Access VPC Security Groups

To whitelist this IP on your Cluster, go to “Security” on your Console and, depending on the specifics of your AWS account, click on “Go to the EC2 Console.”

Add IP Redshift

Edit Inbound Rules

From there, click into the “Inbound” section of the relevant Security Group (which can be confirmed in the Cluster Profile page you were previously on in the “VPC security groups” section).

  • Open up the Inbound rules by clicking “Edit”
  • Add the Cloud IP address
  • Click Save

Edit Inbound Rules

Give your cluster a minute to update and then test access from within any Airflow deployment.

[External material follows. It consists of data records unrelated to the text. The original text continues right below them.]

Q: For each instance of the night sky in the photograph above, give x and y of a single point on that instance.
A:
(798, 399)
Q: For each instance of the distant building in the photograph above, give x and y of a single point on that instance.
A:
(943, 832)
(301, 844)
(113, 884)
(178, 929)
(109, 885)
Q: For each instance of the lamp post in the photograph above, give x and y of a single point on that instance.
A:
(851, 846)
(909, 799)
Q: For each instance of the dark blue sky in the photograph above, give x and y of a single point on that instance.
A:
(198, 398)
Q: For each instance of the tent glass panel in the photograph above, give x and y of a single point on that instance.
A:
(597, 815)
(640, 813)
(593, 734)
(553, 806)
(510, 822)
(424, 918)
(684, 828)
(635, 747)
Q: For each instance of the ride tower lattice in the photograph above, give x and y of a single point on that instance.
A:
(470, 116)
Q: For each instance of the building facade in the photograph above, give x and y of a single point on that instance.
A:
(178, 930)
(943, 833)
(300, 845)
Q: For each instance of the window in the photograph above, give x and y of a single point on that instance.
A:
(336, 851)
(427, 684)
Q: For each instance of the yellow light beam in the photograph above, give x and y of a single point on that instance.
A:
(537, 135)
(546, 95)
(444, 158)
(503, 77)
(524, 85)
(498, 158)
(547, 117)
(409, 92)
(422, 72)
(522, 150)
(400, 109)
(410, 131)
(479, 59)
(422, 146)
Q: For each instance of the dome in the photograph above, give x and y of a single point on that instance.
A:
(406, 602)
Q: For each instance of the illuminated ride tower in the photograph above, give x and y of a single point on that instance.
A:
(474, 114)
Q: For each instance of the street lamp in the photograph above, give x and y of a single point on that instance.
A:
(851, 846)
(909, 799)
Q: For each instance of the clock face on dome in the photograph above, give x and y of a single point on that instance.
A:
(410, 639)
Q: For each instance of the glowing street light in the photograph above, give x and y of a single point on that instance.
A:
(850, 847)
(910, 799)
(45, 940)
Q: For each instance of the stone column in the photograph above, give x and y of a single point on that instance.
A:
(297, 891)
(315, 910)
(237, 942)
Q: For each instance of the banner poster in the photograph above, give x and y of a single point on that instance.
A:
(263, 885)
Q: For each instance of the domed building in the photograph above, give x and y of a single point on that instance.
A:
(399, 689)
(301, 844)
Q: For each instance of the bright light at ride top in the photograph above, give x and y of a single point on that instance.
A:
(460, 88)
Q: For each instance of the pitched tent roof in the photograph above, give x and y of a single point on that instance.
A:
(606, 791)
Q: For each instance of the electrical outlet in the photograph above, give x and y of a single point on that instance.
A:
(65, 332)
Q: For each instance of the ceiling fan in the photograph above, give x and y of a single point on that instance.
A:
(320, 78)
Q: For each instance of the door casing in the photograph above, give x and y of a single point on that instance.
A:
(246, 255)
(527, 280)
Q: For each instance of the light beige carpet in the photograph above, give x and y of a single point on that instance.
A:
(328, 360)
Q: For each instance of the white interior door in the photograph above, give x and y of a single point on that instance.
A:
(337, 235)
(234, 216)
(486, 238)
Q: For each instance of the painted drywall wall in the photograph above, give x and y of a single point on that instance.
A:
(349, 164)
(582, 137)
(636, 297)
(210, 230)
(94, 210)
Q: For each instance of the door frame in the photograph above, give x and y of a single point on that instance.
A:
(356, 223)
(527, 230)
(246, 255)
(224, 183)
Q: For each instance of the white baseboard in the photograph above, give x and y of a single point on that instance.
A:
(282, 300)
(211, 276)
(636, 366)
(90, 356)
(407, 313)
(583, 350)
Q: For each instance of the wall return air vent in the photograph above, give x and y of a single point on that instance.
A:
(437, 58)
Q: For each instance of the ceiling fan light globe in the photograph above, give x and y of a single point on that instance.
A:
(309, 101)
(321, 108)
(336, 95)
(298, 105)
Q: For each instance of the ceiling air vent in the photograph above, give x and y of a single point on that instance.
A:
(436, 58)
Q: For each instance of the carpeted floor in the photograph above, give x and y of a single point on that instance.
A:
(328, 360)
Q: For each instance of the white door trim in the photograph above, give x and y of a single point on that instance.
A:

Add and Test the Connection

Because Redshift uses the same drivers as Postgres,you can add a connection to Airflow using the same methods as any other Postgres db.

Add a Connection

From the Airflow UI, go to Admin > Connections > "Create"

Create Connection

Pick a recognizable Conn Id (anything that will help you remember):

  • Choose Postgres as the Conn Type
  • Add in the endpoint that was generated for you when you created the cluster as the Host
  • Your Schema is the value of Database Name in Cluster Database Properties section of your Redshift cluster configuration
  • Add in the username and password for whatever user you want to execute the queries
  • Set the port to 5439 (not 5432)

Ad Hoc Query Page

Run a Query

After saving your connection:

  • Go to Data Profiling>Ad Hoc Query from the top menu bar in the Airflow UI
  • Choose the Redshift connection you just created
  • Run a simple query

Ad Hoc Query Page

IF you're able to succesfully query, you're all done!